Verpleegkundige ondersteunen bij het zelfmanagement van patiënten, hun naasten en
hun sociale netwerk met als doel het behouden of verbeteren van het dagelijks
functioneren in relatie tot gezondheid, ziekte en kwaliteit van leven. Dit doen ze door
middel van verpleegkundige anamnese, verpleegkundige diagnose, vaststellen van
resultaten/doelen, een behandelplan, uitvoering en evaluatie.
2. Je kunt de verschillende concepten rondom psychiatrische stoornissen in het grotere
geheel plaatsen
Psychische (psychiatrische) stoornis: Een geheel van afwijkende emoties, gedachten of
gedragspatronen dat wordt gekenmerkt door een storing in het dagelijks sociaal
functioneren van een persoon
Afwijkend gedrag kan op verschillende manieren worden gedefinieerd maar is over het
algemeen uitzonderlijk doen, sociaal afwijkend zijn, foute perceptie of interpretatie van
de realiteit hebben, aanzienlijk emotioneel lijden, ngepast of contraproductief
(dwanghandelingen, nutteloos) gedrag hebben, en gevaar zien (of zijn).

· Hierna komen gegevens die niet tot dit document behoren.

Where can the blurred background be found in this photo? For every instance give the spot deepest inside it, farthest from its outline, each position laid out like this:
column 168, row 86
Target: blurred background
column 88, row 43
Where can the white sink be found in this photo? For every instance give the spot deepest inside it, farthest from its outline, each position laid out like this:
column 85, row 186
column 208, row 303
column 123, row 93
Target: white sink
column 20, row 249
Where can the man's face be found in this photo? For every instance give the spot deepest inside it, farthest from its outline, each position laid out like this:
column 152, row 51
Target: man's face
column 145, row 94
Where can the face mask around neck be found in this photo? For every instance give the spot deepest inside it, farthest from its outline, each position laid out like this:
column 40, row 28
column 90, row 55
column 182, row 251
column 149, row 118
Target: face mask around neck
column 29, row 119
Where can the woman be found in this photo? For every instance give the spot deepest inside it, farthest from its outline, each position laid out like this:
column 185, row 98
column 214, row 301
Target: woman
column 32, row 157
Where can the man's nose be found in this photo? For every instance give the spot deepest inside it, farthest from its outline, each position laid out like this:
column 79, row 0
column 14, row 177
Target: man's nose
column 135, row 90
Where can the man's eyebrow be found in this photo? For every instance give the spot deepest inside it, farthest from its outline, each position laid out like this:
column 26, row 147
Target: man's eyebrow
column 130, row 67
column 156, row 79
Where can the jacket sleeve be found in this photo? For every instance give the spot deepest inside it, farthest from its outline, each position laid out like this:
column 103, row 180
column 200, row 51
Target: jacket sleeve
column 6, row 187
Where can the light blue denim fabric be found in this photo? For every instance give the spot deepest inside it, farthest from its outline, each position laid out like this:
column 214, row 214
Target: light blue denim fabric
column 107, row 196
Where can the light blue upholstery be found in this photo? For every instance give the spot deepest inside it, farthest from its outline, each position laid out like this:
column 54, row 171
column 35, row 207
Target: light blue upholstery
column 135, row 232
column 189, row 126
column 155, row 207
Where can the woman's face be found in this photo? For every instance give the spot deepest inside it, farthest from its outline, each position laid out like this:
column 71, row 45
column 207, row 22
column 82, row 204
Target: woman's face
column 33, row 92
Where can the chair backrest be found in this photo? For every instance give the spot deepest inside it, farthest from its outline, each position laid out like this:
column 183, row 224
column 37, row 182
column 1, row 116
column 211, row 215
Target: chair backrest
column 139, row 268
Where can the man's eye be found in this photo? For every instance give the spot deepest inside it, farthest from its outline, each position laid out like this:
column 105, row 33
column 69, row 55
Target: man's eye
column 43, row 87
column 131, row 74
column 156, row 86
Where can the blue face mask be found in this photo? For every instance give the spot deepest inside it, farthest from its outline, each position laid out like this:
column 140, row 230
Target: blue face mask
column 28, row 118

3. Je kunt het nut van het gebruik van de DSM-V toelichten
In de DSM-V staan (evidence based) criteria beschreven waaraan een cliënt moet
voldoen om een bepaalde diagnose te krijgen
Voordelen:
- Bevordert eenduidigheid; diagnoses worden gesteld na psychiatrisch onderzoek
en op basis van specifieke diagnostische criteria.

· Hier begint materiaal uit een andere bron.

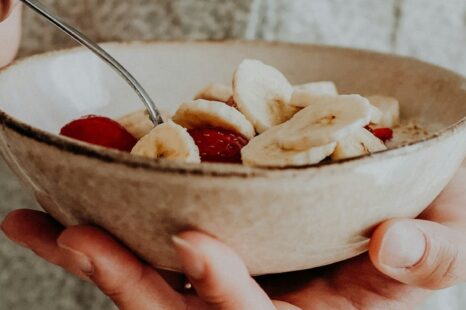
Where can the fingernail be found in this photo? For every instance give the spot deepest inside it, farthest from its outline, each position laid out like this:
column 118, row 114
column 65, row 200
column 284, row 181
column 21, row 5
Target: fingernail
column 80, row 259
column 190, row 258
column 403, row 246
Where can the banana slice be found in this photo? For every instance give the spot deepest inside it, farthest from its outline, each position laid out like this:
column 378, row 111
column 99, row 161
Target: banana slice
column 361, row 142
column 202, row 113
column 263, row 151
column 390, row 108
column 170, row 141
column 305, row 97
column 327, row 120
column 304, row 94
column 138, row 123
column 262, row 94
column 215, row 92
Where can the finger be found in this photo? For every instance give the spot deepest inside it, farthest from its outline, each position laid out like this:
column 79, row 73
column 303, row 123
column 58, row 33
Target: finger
column 218, row 274
column 34, row 230
column 117, row 272
column 6, row 7
column 421, row 253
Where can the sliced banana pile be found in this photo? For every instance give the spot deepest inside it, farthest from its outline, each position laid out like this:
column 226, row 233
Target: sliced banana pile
column 213, row 114
column 296, row 125
column 170, row 141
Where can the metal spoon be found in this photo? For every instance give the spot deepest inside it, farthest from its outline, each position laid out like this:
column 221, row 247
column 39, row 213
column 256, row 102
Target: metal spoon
column 154, row 113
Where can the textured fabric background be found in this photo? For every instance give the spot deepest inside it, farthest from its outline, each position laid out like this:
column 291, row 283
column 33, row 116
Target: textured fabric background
column 432, row 30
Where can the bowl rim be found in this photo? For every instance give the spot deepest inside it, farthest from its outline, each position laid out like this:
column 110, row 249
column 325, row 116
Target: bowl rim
column 214, row 169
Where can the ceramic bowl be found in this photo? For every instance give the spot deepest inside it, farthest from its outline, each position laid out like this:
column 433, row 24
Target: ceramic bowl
column 277, row 220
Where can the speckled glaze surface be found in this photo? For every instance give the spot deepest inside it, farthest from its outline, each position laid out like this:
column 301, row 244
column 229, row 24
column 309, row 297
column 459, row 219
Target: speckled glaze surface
column 277, row 220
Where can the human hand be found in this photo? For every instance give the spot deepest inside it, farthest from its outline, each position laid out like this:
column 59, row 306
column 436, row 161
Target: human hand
column 433, row 257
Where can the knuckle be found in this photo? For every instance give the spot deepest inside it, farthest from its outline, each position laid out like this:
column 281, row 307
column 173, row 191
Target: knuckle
column 445, row 270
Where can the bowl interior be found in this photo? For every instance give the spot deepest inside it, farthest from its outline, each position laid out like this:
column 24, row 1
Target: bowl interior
column 48, row 91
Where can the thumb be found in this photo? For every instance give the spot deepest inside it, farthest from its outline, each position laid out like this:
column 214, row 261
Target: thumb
column 218, row 274
column 421, row 253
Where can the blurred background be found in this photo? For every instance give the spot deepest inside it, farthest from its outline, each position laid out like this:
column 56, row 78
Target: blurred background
column 432, row 30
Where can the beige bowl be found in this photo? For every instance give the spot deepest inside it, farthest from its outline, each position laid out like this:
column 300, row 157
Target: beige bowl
column 277, row 220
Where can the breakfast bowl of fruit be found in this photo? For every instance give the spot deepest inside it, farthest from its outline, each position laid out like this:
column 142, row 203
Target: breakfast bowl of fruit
column 290, row 154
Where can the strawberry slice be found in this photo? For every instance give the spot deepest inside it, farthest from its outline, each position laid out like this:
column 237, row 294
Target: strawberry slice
column 101, row 131
column 384, row 134
column 218, row 145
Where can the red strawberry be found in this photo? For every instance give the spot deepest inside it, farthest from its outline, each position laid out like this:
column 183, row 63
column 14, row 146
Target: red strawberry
column 384, row 134
column 218, row 145
column 231, row 102
column 101, row 131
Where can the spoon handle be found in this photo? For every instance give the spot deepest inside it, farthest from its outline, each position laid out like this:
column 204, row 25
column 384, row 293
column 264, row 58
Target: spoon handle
column 154, row 113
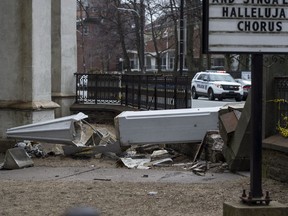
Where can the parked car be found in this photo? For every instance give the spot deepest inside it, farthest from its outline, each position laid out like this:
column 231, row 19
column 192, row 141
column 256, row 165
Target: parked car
column 214, row 84
column 246, row 85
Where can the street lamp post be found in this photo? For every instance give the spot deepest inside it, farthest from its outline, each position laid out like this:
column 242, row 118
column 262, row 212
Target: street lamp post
column 141, row 52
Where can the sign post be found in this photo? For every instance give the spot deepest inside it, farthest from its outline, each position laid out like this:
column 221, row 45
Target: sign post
column 255, row 27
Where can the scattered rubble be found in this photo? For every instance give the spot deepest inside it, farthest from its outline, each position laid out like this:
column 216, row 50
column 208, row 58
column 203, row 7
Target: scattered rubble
column 78, row 138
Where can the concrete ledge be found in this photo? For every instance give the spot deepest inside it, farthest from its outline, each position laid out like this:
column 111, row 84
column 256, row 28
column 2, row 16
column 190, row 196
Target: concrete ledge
column 240, row 209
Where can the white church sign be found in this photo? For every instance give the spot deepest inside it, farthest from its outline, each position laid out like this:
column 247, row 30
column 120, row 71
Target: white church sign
column 245, row 26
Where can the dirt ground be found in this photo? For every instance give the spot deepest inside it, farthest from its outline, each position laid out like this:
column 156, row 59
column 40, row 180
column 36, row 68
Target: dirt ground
column 35, row 198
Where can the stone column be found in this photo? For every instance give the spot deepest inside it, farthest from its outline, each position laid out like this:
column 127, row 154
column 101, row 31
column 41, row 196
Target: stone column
column 64, row 54
column 25, row 59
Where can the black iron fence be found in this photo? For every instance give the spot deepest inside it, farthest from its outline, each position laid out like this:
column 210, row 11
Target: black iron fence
column 281, row 98
column 139, row 91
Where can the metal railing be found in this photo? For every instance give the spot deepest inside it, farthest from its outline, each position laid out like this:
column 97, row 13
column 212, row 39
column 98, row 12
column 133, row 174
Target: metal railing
column 139, row 91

- Belangrijke beslissingen kunnen worden genomen over behandeling en
medicijngebruik.
- Is gebaseerd op wetenschappelijke onderzoeken (EBP).
- Het verbeterd de objectiviteit in waarneming en vermindert de kans op eigen
interpretaties
, - Vermindert kans op kokervisie; een verzameling van alle geclassificeerde
stoornissen geeft overzicht.
Nadelen:
- Er wordt te veel nadruk gelegd op symptomen die binnen de cliënt afspelen en te
weinig nadruk op externe invloeden op gedrag.
- Veel symptomen zijn transdiagnostisch; ze overlappen in verschillende
psychische stoornissen.
- Is gericht op het categoriseren (wel of niet aanwezig zijn van stoornis) in plaats
het beschrijven van sterktes en zwaktes in het gedrag van de cliënt.
- Veel stigmatisering (sticker plakken, in hokje plaatsen) waar je moeilijk af komt.
- Weinig rekening gehouden met culturele verschillen.
- Geen mens is hetzelfde, problemen worden bij iedereen anders opgeslagen en
beleefd
- Het testen is minder objectief, vaak geen bloedonderzoek of MRI, maar diagnose
door observatie
4. Je kunt de belangrijkste psychiatrische functies benoemen en in hoofdgroepen
rangschikken
Stetus mentalis(verpleegkundige anamnese) is een systematisch anamnese weergave
van informatie over klachten en verschijnselen die worden verkregen uit het bevragen,
observeren en testen. Er zijn drie hoofdgroepen:
- Cognitieve functies (kennen en kunnen) → Functies die te maken hebben met het
verwerken van informatie, zoals waarneming, aandacht, concentratie, geheugen,
oriëntatie, taalgebruik en vaardigheden
- Affectieve functies (voelen) → De stemming, het affect, suïcidaliteit en de
lichaamsbeleving. Het heeft te maken met het ervaren of tonen van een emotie
- Conatieve functies (willen) → De wilskracht, inspanning en de uiting daarvan in
het gedrag van een persoon. Hieronder vallen bijvoorbeeld motivatie en
doelmatig gedrag
Extra stof
Transdiagnostische (overlappende) factoren :
Gelijke symptomen bij verschillende stoornissen → Zoals angstgevoelens en
slaapproblemen bij depressie, psychotische stoornissen en angststoornissen
Gelijke gedragingen bij verschillende stoornissen → Zoals verslavingsgedrag,
vermijdingsgedrag en dwangmatige handelingen bij verschillende stoornissen
Gelijke psychologische factoren → Zoals de aanwezigheid van een negatief zelfbeeld,
aandacht en geheugen, perfectionisme en motivatie problemen.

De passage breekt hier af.